Trafalgar Square

Trafalgar Square is a public area in the very centre of London built in the 19th century on the site of former Royal Stables.

When the stables were moved elsewhere, the present day version was dreamt up by architect John Nash as an area for celebrating 'city holidays'.

Though Nash's plan was approved, the building work didn't start until after he died. Construction was therefore led by another architect, Charles Barry.

It is now most frequently used for public events and as a gathering place during political demonstrations.

Originally, the place was named in honour of King Wilhelm IV. The final name was given in celebration of the victory in the Battle of Trafalgar. The area became important for the traffic intersection.


At the centre of the square, standing 56 meters tall, Nelson's column in his dark grey granite looms over you. The column was built in 1840-1843, and is surrounded by sculptures of lions and fountains. The four sides of the column are decorated with frescoes made of captured and melted Napoleonic guns.

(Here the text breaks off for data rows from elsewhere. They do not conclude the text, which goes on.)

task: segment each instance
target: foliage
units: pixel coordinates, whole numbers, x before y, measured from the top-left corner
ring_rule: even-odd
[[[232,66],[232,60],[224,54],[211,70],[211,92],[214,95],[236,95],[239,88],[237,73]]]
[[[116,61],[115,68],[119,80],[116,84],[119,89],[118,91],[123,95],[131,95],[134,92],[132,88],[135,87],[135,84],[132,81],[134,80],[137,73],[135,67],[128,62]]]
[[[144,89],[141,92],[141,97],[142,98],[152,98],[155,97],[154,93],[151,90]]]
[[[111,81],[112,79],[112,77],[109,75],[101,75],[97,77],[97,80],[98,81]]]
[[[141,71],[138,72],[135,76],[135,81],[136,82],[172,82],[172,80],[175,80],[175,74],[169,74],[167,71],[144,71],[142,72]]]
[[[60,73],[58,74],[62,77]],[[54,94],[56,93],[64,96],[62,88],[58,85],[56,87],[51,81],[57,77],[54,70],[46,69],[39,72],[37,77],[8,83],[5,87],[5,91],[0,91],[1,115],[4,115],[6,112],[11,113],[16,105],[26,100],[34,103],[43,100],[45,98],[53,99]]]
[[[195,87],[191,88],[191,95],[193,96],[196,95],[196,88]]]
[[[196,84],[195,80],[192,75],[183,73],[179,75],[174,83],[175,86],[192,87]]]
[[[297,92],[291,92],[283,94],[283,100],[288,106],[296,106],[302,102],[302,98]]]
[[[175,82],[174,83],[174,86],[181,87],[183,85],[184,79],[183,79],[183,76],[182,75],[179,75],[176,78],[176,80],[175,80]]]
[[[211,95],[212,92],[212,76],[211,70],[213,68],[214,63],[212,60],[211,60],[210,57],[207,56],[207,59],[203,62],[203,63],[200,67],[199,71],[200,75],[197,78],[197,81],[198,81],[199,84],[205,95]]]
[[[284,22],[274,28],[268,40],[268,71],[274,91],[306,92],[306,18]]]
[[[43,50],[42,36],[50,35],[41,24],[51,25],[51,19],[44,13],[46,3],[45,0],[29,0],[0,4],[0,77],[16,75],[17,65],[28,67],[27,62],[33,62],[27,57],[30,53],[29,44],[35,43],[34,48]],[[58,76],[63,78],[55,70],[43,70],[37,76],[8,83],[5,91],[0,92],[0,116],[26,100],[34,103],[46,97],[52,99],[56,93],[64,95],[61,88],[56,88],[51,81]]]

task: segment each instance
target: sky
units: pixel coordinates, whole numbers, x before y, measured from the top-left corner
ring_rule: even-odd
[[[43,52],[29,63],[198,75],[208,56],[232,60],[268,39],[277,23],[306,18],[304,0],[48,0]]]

Around the square, you can also find the National Gallery, the Church of St. Martin, and several embassies.

We would recommend the Cafe in the Crypt inside the Church of St. Martin as a unique and affordable lunch spot.


You can get to Trafalgar Square via a 30 minute stroll from the Luna Simone Hotel. Alternatively you could grab a 24 bus from outside the hotel and shave off 10 minutes, making it 20 minutes.

The nearest tube stations are Charing Cross and Embankment.